I've yet to read a book from the Millennium trilogy, and I don't think I ever will (I'm more of a nonfiction reader). Maybe I'll see the films that have inspired the books, including recent stateside arthouse hit The Girl with the Dragon Tattoo. But you'd have to be living under a rock to not know that these books have become a global phenomenon. I knew that much, and I knew the name of the author: Stieg Larsson. And, I knew that he was dead (of a heart attack in 2004). What I didn't know, until reading this fascinating Time magazine article, was that there's a war underway between his life partner and his family. With next week's release of the third installment in the Millennium trilogy, there's a brighter spotlight on the legacy of Larsson's work, and this report paints a bleak picture:
The first hint of trouble arrived in early 2005, in the form of a big brown envelope from the Swedish government. It informed [his companian Eva Gabrielsson] that Larsson's entire estate, including half of their apartment and the rights to his books, had gone to Larsson's father Erland and younger brother Joakim. She had inherited nothing.

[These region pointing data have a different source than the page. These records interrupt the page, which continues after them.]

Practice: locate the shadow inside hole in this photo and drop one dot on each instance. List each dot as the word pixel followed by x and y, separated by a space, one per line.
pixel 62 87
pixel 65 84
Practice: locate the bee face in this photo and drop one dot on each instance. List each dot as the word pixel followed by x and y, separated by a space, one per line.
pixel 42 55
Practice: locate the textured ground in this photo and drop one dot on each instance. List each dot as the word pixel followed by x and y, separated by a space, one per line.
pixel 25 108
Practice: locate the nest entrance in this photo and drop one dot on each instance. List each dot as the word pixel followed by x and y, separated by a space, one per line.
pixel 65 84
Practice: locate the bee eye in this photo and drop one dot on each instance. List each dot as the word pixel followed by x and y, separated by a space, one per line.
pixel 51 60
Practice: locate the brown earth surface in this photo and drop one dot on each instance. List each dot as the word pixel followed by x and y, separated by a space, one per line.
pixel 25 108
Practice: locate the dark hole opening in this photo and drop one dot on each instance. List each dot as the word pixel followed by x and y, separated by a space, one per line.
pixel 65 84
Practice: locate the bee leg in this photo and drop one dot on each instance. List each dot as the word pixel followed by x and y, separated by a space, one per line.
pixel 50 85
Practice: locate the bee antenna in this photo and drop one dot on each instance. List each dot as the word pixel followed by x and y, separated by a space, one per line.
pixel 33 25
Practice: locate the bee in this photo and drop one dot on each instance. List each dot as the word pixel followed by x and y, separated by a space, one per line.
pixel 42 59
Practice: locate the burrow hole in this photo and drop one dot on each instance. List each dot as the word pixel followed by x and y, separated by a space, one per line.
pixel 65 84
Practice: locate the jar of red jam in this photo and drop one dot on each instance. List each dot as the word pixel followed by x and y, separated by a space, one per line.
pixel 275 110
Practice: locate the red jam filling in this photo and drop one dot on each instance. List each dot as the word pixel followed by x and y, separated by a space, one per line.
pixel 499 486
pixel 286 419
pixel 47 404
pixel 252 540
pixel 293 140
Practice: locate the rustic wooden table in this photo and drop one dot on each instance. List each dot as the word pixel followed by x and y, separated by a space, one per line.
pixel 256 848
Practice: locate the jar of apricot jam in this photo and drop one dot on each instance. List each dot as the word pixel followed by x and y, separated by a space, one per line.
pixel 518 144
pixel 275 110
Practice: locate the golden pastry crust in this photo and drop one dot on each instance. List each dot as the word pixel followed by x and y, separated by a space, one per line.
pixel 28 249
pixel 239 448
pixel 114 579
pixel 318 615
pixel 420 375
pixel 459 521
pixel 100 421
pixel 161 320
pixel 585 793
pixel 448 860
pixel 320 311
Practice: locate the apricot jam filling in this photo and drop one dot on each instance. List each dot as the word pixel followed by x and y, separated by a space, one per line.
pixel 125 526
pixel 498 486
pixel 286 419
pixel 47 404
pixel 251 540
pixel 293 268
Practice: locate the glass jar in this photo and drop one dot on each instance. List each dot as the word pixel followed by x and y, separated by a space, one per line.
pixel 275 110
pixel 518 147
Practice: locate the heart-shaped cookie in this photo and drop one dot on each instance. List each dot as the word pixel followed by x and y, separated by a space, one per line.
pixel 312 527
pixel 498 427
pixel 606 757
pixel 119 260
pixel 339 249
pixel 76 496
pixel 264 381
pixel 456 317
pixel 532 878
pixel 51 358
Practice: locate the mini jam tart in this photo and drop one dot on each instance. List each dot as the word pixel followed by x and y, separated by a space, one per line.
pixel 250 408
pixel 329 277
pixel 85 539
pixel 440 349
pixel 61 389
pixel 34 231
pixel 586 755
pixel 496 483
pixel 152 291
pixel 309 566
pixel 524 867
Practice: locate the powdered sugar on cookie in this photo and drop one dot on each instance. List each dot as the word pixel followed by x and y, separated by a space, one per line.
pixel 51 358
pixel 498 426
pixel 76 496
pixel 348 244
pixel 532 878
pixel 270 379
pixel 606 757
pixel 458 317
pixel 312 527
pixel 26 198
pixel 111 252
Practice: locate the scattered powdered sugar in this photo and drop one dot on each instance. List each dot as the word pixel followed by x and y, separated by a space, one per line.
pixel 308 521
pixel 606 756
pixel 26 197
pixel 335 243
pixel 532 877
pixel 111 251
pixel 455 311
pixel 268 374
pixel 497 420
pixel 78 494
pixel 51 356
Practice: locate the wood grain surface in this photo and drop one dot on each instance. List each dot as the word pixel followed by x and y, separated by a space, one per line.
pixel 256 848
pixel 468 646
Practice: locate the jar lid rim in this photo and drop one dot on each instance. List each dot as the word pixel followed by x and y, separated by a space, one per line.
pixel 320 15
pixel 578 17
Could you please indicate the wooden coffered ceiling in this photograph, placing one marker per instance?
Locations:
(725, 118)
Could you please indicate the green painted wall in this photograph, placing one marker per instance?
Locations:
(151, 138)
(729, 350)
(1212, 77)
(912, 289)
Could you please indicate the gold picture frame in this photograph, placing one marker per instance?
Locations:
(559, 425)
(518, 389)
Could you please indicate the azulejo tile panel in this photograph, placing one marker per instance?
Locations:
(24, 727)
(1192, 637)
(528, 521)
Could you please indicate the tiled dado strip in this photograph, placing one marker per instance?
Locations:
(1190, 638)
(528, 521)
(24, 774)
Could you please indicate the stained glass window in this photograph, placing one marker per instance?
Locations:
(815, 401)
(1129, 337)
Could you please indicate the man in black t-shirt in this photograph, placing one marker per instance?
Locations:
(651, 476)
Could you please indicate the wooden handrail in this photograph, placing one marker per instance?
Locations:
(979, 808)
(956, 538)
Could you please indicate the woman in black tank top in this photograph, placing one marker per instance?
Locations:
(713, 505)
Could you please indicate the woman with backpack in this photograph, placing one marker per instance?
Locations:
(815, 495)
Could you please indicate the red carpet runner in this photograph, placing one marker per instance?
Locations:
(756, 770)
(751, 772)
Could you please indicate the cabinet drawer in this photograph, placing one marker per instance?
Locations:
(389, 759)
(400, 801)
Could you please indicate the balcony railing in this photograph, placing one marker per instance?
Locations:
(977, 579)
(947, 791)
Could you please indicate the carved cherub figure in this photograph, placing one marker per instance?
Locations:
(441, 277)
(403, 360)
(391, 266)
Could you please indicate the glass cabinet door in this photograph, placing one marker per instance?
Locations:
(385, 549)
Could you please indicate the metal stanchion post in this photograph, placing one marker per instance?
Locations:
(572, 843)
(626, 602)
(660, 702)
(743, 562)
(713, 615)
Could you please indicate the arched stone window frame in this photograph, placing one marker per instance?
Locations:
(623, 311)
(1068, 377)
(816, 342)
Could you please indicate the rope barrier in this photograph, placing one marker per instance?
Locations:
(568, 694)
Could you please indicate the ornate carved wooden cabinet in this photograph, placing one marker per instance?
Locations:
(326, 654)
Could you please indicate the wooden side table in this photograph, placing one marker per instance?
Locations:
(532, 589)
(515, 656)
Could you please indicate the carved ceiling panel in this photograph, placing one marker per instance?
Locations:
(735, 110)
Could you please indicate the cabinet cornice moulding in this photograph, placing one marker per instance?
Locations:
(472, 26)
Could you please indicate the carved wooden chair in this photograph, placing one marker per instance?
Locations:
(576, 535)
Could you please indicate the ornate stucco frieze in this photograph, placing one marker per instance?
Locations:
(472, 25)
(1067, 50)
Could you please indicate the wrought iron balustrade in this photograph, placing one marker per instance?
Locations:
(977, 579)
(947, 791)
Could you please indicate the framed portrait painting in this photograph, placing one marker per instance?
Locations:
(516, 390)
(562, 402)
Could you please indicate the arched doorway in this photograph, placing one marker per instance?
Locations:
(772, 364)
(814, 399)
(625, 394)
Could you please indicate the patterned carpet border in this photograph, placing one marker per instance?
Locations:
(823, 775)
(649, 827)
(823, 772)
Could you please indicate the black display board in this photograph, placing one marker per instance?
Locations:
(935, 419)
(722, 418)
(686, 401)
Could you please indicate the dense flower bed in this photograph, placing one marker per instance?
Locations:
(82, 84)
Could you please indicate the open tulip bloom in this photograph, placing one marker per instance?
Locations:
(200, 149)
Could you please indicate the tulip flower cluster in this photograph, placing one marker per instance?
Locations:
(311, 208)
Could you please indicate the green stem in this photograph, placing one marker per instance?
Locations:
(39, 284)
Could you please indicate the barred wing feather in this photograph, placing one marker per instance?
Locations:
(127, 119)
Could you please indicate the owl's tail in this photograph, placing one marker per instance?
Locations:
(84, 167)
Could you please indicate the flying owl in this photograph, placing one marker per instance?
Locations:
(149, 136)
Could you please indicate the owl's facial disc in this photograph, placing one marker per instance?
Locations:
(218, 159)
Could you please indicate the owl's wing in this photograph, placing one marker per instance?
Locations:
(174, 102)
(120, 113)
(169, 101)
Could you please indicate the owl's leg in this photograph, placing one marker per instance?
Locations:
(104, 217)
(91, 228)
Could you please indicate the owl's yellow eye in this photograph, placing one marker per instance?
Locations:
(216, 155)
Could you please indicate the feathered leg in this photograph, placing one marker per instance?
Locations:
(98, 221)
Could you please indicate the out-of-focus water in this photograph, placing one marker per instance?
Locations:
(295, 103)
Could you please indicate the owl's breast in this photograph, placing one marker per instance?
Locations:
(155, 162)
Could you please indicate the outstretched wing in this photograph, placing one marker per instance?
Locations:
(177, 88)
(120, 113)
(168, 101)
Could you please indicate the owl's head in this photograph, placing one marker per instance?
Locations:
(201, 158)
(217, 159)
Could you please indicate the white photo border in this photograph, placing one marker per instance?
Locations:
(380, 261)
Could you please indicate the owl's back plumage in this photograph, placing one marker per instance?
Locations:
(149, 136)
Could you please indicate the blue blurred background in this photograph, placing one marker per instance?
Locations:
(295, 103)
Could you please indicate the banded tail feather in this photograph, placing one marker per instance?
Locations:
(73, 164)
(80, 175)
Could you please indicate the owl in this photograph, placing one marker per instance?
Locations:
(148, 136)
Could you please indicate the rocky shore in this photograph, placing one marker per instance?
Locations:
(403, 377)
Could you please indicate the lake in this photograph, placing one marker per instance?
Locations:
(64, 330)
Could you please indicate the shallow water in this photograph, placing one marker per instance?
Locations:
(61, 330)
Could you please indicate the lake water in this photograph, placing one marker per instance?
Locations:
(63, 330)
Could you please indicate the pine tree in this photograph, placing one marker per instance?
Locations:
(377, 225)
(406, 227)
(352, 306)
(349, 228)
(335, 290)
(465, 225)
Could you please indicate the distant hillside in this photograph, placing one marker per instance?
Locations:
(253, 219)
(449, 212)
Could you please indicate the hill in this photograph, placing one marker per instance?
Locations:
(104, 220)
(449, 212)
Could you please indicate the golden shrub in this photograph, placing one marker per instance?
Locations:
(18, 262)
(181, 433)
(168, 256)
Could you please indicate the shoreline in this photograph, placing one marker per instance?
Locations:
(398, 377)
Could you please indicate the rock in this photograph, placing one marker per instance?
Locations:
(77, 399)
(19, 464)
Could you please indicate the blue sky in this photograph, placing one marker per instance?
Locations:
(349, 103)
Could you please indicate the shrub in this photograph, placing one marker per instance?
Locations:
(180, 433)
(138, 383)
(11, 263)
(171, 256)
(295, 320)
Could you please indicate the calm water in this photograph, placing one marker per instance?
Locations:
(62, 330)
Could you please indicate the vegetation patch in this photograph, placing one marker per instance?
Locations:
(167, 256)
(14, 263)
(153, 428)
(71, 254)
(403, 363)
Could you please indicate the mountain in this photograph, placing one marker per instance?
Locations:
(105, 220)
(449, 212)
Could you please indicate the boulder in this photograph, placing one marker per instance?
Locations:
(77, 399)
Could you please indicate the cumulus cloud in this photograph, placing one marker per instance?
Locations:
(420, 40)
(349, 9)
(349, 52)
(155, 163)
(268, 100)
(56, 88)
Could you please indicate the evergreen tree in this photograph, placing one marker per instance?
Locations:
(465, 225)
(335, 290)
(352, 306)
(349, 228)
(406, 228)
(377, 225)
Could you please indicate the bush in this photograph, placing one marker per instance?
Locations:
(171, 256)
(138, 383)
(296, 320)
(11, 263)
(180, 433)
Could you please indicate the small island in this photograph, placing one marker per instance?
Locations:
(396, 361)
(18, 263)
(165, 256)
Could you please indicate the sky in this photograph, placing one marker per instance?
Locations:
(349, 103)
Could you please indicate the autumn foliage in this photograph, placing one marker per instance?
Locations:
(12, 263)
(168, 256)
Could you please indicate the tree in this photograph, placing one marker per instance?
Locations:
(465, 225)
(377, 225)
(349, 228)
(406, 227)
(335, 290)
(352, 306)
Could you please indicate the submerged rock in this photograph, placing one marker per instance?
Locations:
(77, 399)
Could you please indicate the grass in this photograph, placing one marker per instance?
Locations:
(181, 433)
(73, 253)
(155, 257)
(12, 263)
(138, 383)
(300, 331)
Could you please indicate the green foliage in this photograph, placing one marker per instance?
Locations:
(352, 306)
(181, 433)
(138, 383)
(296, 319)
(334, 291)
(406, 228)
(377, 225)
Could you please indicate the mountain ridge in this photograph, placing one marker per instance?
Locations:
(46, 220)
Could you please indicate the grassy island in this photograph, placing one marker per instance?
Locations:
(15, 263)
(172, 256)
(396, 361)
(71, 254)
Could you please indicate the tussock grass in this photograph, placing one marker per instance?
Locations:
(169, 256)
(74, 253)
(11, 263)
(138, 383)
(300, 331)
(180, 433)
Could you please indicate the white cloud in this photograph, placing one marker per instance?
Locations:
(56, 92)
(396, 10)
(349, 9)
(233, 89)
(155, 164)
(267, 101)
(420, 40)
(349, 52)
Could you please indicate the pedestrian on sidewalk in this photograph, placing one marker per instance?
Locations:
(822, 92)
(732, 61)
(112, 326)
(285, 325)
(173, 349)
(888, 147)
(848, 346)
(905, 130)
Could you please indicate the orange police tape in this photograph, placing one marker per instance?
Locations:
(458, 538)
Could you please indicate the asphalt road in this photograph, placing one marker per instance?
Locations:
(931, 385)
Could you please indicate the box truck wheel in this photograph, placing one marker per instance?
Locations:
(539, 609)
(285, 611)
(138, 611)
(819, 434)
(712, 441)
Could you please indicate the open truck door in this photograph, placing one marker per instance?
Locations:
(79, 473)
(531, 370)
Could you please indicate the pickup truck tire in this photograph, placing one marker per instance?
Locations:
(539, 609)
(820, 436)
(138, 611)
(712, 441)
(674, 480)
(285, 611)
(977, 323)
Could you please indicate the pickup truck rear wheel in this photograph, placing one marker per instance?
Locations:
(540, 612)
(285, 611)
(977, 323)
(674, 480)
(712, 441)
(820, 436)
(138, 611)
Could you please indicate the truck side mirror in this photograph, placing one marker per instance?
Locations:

The government's position was simple. Larsson and Gabrielsson never married, and Sweden has no common-law marriage. Larsson had asked his publisher to help him draw up a will, but it was never executed. When Gabrielsson asked the Larssons for the rights to Stieg's novels, they declined — although they did offer her a share in them. Gabrielsson refused to discuss it: it was all or nothing. Standoff.